Doch den hoffnungsfrohen Verweisen des Werften-Vorstandes, mögen Rostocks Schiffbauer nicht mehr glauben. Erst in Umrissen ist erkennbar, was auf sie , die Stadt und die ganze Region zukommt. Rund 10.000 RostockerInnen finden noch auf der Warnow-und der Neptun-Werft Arbeit. Ob einer der Produktionsstandorte ganz geschlossen oder der Kahlschlag auf beide Werften verteilt wird, scheint noch offen. Absehbar aber ist: Mit den rund 60.000 Arbeitsplätzen in der Zulieferindustrie sind noch einmal mindestens 30.000 Menschen im Laufe dieses Sommers von der Arbeitslosigkeit bedroht.

„Wenn Sie uns dichtmachen, ist alles tot“, sagen denn auch immer wieder die Betriebsratsvorsitzenden, die auf der Demonstration vor dem Rostocker Rathaus das Wort ergreifen. 35.000 sind gekommen, die Stimmung ist gedrückt, nicht kämpferisch. Ein Konzept wird gefordert für „Arbeit und Zukunft“, ein Konzept, daß die mecklenburgische Küste vor dem Notstand bewahren könnte. Doch Hoffnung, daß es dieses Konzept geben könnte, ist aus den Reden kaum herauszuhören.
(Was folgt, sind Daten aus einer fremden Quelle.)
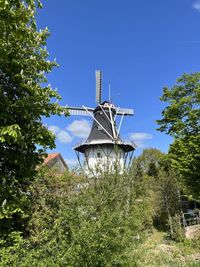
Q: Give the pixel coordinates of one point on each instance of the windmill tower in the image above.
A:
(103, 150)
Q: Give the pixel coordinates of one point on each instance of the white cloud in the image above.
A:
(79, 128)
(140, 138)
(61, 135)
(196, 5)
(71, 162)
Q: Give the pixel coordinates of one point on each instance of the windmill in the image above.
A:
(103, 149)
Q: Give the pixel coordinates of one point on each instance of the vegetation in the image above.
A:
(23, 102)
(181, 119)
(46, 219)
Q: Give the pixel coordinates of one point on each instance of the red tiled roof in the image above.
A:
(53, 156)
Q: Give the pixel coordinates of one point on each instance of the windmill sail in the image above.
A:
(98, 86)
(125, 111)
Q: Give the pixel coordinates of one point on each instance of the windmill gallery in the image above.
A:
(103, 150)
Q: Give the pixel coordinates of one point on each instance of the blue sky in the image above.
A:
(141, 46)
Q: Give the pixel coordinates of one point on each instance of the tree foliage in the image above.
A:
(24, 98)
(181, 119)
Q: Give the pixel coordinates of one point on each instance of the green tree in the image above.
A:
(147, 162)
(79, 221)
(181, 120)
(24, 98)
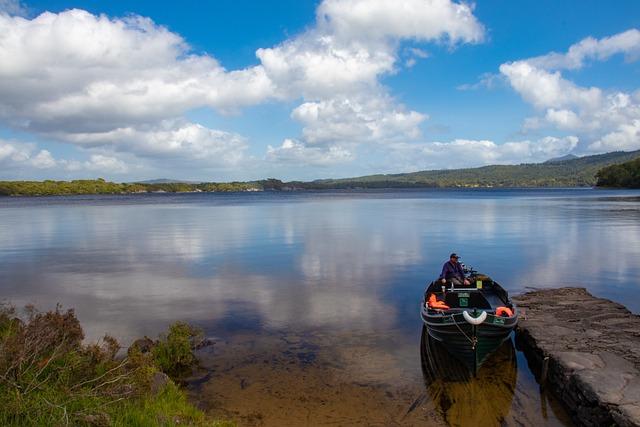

Der Hauptredner ist ein Westimport. Für die veranstaltende IG Metall ist deren Bezirksleiter Frank Teichmüler aus Hamburg gekommen. „Dafür mußten wir die Revolution nicht erleben“, donnert der Funktionär ins Mikrophon und warnt mit der Rhetorik des Klassenkämpfers die „Bosse, die in ihren Plüschsesseln einzig auf Profit setzen“, vor einer „härteren Gangart.“ Davon, daß er wie die anderen Bosse, sowohl im Westen als auch im Osten in Werften-Aufsichtsräten sitzt, spricht Kollege Teichmüller nicht.